The print was driven by a healthy increase in output growth, robust new orders, and an uptick in business confidence, which was already at historic highs in May. Although total order growth edged up marginally in June, export orders growth softened somewhat. More notably, employment and wage levels were broadly stable in June despite high production levels, which caused backlogs of work orders to increase at the fastest clip in the survey’s history, a signal of capacity constraints. “In our view this is unsustainable, and we expect firms to boost hiring in Q3 if new work continues to rise as strongly as it has in recent months,” explained Khatija Haque, head of MENA Research at Emirates NBD.

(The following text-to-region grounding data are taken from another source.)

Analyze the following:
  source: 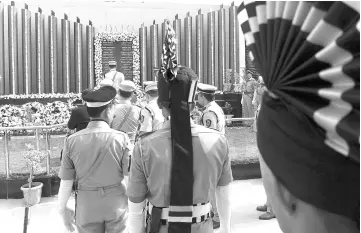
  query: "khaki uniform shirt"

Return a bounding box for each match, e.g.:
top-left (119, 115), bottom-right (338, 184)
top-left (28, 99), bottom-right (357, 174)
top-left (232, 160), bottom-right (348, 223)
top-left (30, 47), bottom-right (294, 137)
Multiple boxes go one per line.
top-left (59, 121), bottom-right (130, 187)
top-left (139, 99), bottom-right (164, 133)
top-left (200, 101), bottom-right (226, 134)
top-left (104, 69), bottom-right (125, 90)
top-left (127, 120), bottom-right (233, 232)
top-left (111, 100), bottom-right (142, 144)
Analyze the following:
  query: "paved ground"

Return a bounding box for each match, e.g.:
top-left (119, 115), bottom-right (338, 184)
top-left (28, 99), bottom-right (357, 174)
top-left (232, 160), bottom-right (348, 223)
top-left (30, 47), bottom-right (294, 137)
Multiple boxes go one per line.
top-left (0, 179), bottom-right (282, 233)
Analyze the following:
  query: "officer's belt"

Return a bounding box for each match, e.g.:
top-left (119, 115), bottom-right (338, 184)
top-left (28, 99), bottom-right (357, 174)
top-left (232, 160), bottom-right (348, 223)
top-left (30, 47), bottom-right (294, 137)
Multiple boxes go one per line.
top-left (147, 202), bottom-right (211, 224)
top-left (77, 182), bottom-right (123, 191)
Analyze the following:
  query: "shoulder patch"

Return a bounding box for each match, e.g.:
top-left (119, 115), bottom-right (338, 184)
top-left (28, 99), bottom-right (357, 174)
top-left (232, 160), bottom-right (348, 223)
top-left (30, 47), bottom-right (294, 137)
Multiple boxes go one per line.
top-left (205, 119), bottom-right (212, 128)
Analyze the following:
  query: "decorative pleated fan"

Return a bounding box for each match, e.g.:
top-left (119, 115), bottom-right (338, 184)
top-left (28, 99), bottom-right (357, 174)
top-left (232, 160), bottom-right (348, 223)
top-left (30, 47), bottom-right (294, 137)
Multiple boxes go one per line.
top-left (238, 1), bottom-right (360, 162)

On the price front, input cost inflation moderated in June, while output prices continued to decrease, albeit at a markedly slower pace than in May. These developments suggest that, although producers were still compressing their margins to stimulate demand, prices are starting to stabilize after the disruption caused by the VAT introduction in January. Meanwhile, growth in buying activity and inventory levels also softened in June.
Overall, the robust level of production and order books, combined with recently unveiled fiscal stimulus plans from the government, have contributed to propelling business confidence upward from its already record-breaking level in May, and constitute a strong positive signal for economic activity in the non-oil sector over the remainder of the year.